ちょっとテクニカルエラーはあるけれども、まあ学生だからよいか。
自然弁感染性心内膜炎の治療法
Streptococcus viridansによる自然弁感染性心内膜炎の治療法
起因菌がStreptococcusによる自然弁感染性心内膜炎の40~60%は、Streptococcus viridansやStreptococcus bovisによるものである。ほとんどのS. viridansとS. bovisは、ペニシリンに高感受性であり、MIC<0.12 mcg/mlのものである。また、MICが0.12~0.5 mcg/mlのものも時々あり、MIC>0.5 mcg/mlのものもまれにある。S. viridansやS. bovisを起炎菌とする自然弁感染性心内膜炎の微生物学的な治療は、ペニシリンGのMIC(以下、MICはペニシリンGのMICを表す。)により治療方針が変わる。以下は、American Heart Associationのガイドラインを参考にする。

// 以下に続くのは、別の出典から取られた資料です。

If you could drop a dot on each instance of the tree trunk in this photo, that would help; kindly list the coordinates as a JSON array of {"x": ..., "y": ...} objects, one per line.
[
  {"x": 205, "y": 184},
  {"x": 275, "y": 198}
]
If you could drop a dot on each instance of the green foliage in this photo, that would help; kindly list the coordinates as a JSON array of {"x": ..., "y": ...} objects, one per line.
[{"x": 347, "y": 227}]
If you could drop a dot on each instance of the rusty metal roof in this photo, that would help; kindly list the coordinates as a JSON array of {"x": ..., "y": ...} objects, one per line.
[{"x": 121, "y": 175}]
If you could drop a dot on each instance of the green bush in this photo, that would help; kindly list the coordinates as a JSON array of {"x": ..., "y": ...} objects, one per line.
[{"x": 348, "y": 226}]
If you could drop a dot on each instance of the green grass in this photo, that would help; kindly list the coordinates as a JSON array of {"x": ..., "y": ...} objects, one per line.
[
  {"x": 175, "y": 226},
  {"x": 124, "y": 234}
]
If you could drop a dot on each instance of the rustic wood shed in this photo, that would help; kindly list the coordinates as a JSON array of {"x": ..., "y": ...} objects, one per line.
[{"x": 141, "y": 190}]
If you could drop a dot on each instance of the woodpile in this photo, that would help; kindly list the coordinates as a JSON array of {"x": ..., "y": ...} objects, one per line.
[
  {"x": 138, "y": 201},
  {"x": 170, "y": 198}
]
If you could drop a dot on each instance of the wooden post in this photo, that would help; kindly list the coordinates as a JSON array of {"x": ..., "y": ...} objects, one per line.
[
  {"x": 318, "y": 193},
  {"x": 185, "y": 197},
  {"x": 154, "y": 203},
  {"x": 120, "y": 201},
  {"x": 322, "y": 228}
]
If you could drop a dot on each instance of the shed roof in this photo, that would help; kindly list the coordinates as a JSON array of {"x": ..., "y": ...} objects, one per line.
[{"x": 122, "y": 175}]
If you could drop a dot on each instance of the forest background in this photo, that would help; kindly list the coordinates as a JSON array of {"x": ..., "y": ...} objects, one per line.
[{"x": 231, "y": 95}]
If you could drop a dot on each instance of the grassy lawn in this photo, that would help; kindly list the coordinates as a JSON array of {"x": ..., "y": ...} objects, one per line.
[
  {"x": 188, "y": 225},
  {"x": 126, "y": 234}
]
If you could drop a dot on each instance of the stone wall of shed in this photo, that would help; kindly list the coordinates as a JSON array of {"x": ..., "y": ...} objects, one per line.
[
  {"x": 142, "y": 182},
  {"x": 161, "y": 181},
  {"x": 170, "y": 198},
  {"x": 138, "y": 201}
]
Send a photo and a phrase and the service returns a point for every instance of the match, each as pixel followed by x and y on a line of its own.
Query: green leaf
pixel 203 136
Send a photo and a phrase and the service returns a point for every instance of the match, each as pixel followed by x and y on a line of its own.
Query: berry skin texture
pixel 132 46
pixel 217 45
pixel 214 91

ペニシリン高感受性(<0.12 mcg/ml)の場合には、水性ペニシリンGを4週間投与することが推奨されている。特定の合併症がなく、心不全・大動脈弁閉鎖不全症・伝導障害がなく、直径<10 mmであり、発熱を含めて臨床症状が7日以内に消えた症例では、水性ペニシリンG、または、セフトリアキソンに、ゲンタマイシンを追加する2週間の治療が薦められている。ペニシリンアレルギーの既往があり、発赤のみで即時型過敏症がみられない場合、セフトリアキソンを4週間投与することが多い。即時型過敏症がある場合は、バンコマイシンを投与するが、ペニシリン脱感作してから標準治療を行うこともある。脱感作が安全に監視して行える場合は、バンコマイシンよりもペニシリンが薦められている。
中等度に感受性のあるS. viridans(MICが0.12~0.5 mcg/mL)による心内膜炎や、栄養要求性Streptococcusによる心内膜炎には、水性ペニシリンG、または、セフトリアキソンを4週間投与に、最初の2週間はゲンタマイシンを追加する治療が薦められている。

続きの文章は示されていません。